Bologna, sempre Bologna, fortissimamente Bologna. Friulano di culla, undici di domicilio, punta di mestiere, cannoniere d’istinto. E che carattere: una selva di moccoli, una foresta di spigoli. Aveva una chierica che gli forniva un’aura da prevosto (ma non ditelo a Dubinsky, il sovietico che, in Nazionale, prese per la gola), era un’infermeria ambulante, e per infortunio non giocò la partita della vita, lo spareggio del 7 giugno 1964 con l’Inter, a Roma, due a zero, prima Fogli e poi Nielsen.
Però segnava. Però era sempre lì, in perfetto orario sul cross calibrato o il terzino sbilanciato. C’è una foto che conservo nel cuore della memoria. Un pomeriggio al Comunale, 4 dicembre 1966: Bologna-Inter 3-2. Ero in curva, prigioniero del transitor e delle sue scariche. Brutto notizie: Roma uno Juventus zero, autogol di Bercellino (per la cronaca, Beccantini è fin da bambino tifoso Juve e non ne ha mai fatto mistero, ndr).

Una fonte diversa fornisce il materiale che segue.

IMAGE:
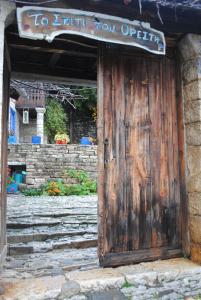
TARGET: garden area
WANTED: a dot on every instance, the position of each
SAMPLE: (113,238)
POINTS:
(74,182)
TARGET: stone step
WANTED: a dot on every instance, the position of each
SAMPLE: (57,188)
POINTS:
(31,223)
(19,249)
(40,237)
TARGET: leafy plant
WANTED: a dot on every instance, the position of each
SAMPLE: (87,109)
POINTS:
(33,192)
(55,119)
(84,186)
(127,285)
(62,136)
(54,188)
(9,180)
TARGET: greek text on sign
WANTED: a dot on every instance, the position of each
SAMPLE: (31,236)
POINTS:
(46,23)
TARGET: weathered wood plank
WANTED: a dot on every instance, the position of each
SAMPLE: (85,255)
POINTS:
(141,169)
(131,257)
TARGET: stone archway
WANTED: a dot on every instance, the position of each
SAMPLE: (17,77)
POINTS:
(191,79)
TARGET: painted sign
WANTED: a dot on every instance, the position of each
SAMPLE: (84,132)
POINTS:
(47,23)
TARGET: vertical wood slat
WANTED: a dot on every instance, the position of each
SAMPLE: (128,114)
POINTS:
(140,191)
(4,143)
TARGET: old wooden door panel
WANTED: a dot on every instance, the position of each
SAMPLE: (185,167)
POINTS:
(139,186)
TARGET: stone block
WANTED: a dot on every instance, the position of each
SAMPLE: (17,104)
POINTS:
(194,160)
(193,134)
(195,203)
(30,181)
(191,70)
(192,91)
(69,289)
(196,253)
(192,111)
(194,183)
(190,46)
(195,229)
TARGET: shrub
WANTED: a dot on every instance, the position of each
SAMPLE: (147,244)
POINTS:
(55,119)
(32,192)
(84,186)
(54,188)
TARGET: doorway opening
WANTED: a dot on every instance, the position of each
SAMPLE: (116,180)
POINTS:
(70,63)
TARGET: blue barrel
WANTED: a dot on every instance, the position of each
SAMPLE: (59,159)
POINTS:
(12,139)
(18,178)
(36,139)
(12,188)
(85,141)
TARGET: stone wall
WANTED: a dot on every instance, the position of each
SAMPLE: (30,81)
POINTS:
(27,130)
(191,77)
(45,162)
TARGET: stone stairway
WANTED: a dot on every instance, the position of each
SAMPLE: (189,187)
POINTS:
(43,224)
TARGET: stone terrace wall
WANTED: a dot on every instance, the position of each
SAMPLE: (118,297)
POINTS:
(45,162)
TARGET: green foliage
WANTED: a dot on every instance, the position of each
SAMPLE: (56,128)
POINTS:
(87,106)
(84,186)
(127,285)
(55,119)
(33,192)
(54,188)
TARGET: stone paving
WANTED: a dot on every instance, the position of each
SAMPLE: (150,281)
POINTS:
(41,224)
(48,273)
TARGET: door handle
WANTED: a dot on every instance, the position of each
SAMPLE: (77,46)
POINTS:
(106,152)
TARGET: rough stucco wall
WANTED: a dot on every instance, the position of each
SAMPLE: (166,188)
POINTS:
(45,162)
(27,130)
(7,10)
(191,75)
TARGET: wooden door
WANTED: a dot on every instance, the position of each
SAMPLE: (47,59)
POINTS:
(139,185)
(3,155)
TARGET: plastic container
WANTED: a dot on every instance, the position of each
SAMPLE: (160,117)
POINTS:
(12,188)
(85,141)
(18,178)
(12,139)
(36,139)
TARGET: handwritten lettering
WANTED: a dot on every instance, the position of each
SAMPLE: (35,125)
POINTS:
(96,26)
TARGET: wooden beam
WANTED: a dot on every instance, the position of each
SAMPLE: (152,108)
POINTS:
(51,78)
(131,257)
(52,50)
(53,60)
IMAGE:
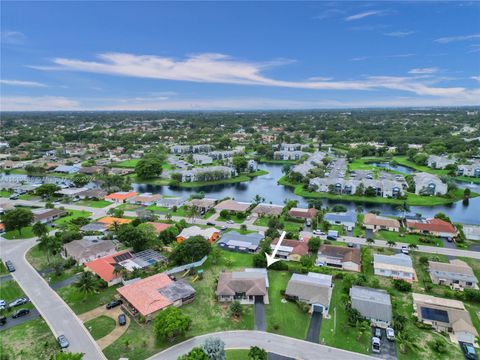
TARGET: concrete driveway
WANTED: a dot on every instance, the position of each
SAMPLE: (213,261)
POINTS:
(260,323)
(388,350)
(313,333)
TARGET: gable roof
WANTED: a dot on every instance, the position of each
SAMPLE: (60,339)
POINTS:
(345,253)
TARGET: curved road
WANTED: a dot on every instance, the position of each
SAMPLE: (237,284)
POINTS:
(59,317)
(281,345)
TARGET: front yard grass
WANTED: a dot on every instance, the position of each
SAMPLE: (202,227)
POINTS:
(284,318)
(30,340)
(101,326)
(80,302)
(206,313)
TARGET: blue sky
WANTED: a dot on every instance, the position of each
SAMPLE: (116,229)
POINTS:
(234,55)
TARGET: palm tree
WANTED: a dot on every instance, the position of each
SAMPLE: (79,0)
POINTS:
(87,283)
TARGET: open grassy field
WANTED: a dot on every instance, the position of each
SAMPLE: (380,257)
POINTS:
(30,340)
(101,326)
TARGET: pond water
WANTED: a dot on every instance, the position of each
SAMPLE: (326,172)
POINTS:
(267,187)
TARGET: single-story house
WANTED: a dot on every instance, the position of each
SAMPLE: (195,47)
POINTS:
(456,274)
(159,227)
(88,248)
(373,304)
(97,227)
(121,196)
(235,241)
(435,227)
(46,216)
(339,257)
(290,249)
(268,210)
(146,297)
(376,223)
(169,202)
(232,206)
(303,213)
(398,266)
(211,234)
(429,184)
(346,219)
(92,194)
(243,286)
(445,315)
(110,221)
(202,204)
(145,199)
(313,289)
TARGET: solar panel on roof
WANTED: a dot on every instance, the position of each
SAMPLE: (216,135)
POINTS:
(435,314)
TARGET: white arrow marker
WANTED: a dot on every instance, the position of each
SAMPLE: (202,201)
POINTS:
(271,258)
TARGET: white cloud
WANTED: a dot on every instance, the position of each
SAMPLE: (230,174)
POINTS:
(222,69)
(37,103)
(363,15)
(12,37)
(430,70)
(449,39)
(399,33)
(22,83)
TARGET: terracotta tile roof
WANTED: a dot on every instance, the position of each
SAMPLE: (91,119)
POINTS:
(299,247)
(303,213)
(159,227)
(144,295)
(121,195)
(372,219)
(432,225)
(104,267)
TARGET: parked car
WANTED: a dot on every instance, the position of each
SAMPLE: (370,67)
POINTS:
(18,302)
(390,334)
(63,342)
(114,303)
(375,345)
(20,312)
(469,351)
(9,266)
(122,319)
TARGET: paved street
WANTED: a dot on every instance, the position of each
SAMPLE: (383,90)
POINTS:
(53,309)
(282,345)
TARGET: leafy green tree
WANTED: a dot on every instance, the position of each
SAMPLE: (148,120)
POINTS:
(214,348)
(171,323)
(16,219)
(190,250)
(39,229)
(148,168)
(256,353)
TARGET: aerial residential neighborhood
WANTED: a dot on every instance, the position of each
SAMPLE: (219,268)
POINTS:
(239,180)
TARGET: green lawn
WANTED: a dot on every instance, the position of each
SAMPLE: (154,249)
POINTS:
(342,336)
(284,318)
(101,326)
(94,203)
(406,238)
(30,340)
(206,313)
(237,354)
(5,193)
(81,302)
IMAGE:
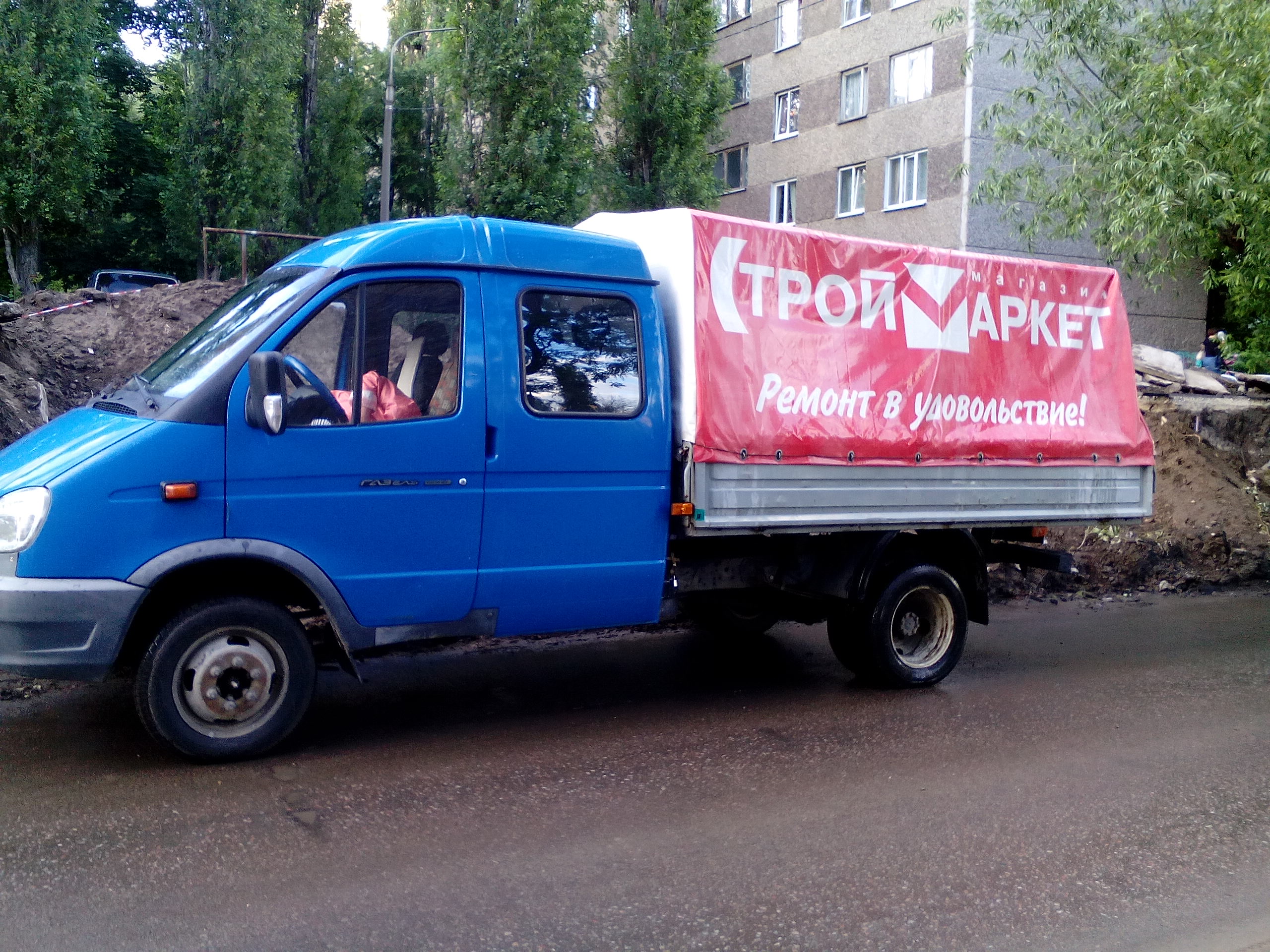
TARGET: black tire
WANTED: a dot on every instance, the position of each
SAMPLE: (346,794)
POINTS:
(740,613)
(912,635)
(226,679)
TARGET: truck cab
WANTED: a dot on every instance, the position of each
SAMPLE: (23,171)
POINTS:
(468,436)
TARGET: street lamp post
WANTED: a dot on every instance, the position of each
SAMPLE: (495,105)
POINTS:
(389,94)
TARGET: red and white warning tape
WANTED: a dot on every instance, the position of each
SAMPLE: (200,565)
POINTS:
(76,304)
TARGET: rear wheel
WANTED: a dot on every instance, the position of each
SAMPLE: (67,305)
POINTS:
(911,635)
(226,679)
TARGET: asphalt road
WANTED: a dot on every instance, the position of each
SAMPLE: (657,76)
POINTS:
(1087,780)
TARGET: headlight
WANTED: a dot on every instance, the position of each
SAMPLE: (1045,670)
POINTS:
(22,516)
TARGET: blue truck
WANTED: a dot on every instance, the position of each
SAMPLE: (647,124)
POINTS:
(457,428)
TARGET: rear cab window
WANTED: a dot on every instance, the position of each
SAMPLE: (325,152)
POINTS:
(581,355)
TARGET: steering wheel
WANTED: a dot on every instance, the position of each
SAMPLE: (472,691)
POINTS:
(303,377)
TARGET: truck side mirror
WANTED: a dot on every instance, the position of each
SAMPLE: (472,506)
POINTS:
(267,394)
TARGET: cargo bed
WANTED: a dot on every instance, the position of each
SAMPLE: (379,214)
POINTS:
(733,498)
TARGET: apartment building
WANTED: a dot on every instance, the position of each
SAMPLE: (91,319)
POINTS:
(853,116)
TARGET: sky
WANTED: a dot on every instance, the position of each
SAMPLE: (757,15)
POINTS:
(370,21)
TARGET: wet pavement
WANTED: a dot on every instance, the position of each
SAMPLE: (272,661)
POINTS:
(1089,778)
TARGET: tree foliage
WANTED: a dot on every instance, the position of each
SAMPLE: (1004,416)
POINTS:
(51,123)
(266,115)
(233,80)
(666,101)
(518,141)
(1146,125)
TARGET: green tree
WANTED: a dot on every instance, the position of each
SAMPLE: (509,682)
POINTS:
(520,143)
(336,83)
(51,123)
(1143,125)
(230,91)
(124,226)
(666,99)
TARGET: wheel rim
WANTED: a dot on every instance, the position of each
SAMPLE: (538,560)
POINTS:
(230,682)
(922,627)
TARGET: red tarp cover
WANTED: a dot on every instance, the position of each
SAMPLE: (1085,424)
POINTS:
(825,348)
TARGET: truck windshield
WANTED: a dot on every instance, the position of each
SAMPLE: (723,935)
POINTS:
(220,337)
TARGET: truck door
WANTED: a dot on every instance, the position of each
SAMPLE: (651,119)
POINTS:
(578,455)
(379,484)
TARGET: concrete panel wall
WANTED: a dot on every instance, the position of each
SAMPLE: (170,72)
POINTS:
(825,145)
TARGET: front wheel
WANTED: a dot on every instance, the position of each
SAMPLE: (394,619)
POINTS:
(226,679)
(911,635)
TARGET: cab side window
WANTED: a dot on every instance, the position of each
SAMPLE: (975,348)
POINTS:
(379,353)
(581,355)
(320,359)
(413,347)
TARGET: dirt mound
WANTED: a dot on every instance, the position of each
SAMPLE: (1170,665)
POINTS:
(53,362)
(1209,529)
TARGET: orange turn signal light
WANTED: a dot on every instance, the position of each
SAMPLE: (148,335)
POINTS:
(177,492)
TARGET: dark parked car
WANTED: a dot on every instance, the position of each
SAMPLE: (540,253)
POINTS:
(115,281)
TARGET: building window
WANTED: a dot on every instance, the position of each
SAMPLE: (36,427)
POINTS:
(731,12)
(590,102)
(788,23)
(731,168)
(855,10)
(912,75)
(786,115)
(855,94)
(851,191)
(906,180)
(738,74)
(784,194)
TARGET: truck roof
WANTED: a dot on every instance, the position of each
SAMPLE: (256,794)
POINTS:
(478,243)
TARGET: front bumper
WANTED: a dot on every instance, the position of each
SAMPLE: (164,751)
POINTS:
(67,629)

Non era facile immaginare «là» ed essere «qua». Fu proprio il gol di Pascutti ad «allontanarmi» dalla radiolina. Di testa, in tuffo, con Tarcisio Burgnich allungato al suo fianco, come su un tappeto volante - un tappeto di chiodi - come se l’episodio non credesse ai suoi occhi, come se l’attimo cercasse un padrone.
Ecco, Ezio era così: zero dribbling ma 130 gol.